Em Novo marotinho há 450 famílias, na baixa de Sete de Abril, 200, em Daniel Gomes, 670, totalizando 1320 famílias, com 7920 pessoas. Dentre os números apresentados estão adultos, crianças e idosos. “Temos aqui várias nascentes e a gente precisa fazer também uma correção do esgotamento sanitário porque o rio Cambonas, que está poluído”, relata a líder comunitária. Segundo Vera Lúcia, quando a Companhia de Desenvolvimento Urbano do Estado da Bahia (Conder) entrou no local e fez uma obra eles canalizaram o rio. “Nós tínhamos antes uma infra-estrutura. Só que, como começou a chover e entupir tudo por causa da nossa nascente, o povo começou a quebrar a rede e jogou o lixo diretamente no rio, que é o canal hoje”, comenta.

O documento pede que uma equipe técnica vá até a área, para verificar toda  água existente. Entre os projetos propostos pela comunidade, eles pedem a contrução de lavanderias comunitárias e chafarizes. O documento foi entregue no dia 8 de abril e no dia seguinte encaminhado para análise. Segundo Vera Lúcia esta é uma contribuição para a Carta pelas Águas. “É como se a carta fosse o bolo grande e nós começamos a dividir as fatias”.
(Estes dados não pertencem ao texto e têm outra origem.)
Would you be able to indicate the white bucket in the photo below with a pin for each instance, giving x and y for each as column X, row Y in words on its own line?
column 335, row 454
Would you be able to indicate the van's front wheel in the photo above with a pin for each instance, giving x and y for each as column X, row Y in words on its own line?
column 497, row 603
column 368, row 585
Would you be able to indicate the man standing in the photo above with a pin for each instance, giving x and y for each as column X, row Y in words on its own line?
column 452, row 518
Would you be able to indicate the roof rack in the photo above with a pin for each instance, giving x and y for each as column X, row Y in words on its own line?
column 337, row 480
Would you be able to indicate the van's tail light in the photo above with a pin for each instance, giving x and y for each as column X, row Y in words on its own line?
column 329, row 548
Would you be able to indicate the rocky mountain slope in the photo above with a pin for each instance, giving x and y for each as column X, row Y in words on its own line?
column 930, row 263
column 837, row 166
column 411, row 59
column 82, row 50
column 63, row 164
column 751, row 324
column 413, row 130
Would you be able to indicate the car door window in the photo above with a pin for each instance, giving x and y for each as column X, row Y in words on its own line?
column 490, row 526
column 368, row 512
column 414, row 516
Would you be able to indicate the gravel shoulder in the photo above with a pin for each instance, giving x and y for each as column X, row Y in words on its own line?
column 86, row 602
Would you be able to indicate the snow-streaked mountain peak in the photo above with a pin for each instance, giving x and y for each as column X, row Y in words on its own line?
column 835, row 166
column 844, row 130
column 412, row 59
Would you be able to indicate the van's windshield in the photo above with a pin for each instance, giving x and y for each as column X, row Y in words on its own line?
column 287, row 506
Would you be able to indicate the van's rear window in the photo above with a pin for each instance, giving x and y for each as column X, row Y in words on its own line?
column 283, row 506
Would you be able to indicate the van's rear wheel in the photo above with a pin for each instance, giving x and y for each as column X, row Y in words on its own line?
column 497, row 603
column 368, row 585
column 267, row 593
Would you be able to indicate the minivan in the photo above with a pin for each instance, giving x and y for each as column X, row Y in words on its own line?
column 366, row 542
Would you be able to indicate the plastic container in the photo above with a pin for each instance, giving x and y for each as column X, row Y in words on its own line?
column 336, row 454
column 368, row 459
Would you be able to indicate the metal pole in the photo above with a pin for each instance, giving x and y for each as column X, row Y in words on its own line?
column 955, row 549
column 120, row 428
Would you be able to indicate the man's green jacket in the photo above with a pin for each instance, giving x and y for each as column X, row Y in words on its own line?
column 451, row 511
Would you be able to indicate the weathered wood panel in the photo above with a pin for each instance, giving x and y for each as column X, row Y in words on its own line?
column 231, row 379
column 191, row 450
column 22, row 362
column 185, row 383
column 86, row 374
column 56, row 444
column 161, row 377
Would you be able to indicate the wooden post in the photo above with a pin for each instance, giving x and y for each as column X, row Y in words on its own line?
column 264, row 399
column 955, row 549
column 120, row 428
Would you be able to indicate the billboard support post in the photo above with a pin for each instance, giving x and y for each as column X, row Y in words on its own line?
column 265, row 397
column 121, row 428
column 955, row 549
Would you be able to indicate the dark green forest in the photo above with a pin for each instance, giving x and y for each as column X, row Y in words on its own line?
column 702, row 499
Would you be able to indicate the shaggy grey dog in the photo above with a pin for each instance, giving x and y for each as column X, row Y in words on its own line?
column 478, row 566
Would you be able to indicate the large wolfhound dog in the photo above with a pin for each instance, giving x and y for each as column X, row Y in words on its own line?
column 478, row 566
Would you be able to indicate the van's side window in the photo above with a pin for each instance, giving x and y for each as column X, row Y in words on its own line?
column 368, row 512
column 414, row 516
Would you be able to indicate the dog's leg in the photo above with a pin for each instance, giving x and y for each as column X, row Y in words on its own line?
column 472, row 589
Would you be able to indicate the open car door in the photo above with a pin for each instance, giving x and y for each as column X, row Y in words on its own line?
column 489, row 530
Os problemas relacionados à água apontados em Salvador foram: inexistência de água potável; desperdício de água no Pólo Petroquímico, usada no resfriamento das caldeiras;falta de política de saneamento, apesar do pagamento de taxa para o tratamento de esgoto;lançamento de produtos químicos na rede de esgoto, que escoa no mar; questão do emissário submarino; destruição das áreas de restinga dos mananciais; dificuldade em elaborar políticas de despoluição de rios por esgotos; destruição indiscriminada de nascentes; falta de políticas de educação ambiental para pescadores; adeptos da região e moradores dos arredores dos rios e riachos; e derramamento de cloro e sulfato ferroso, pela Embasa, nos riachos, que servem como canais de esgoto.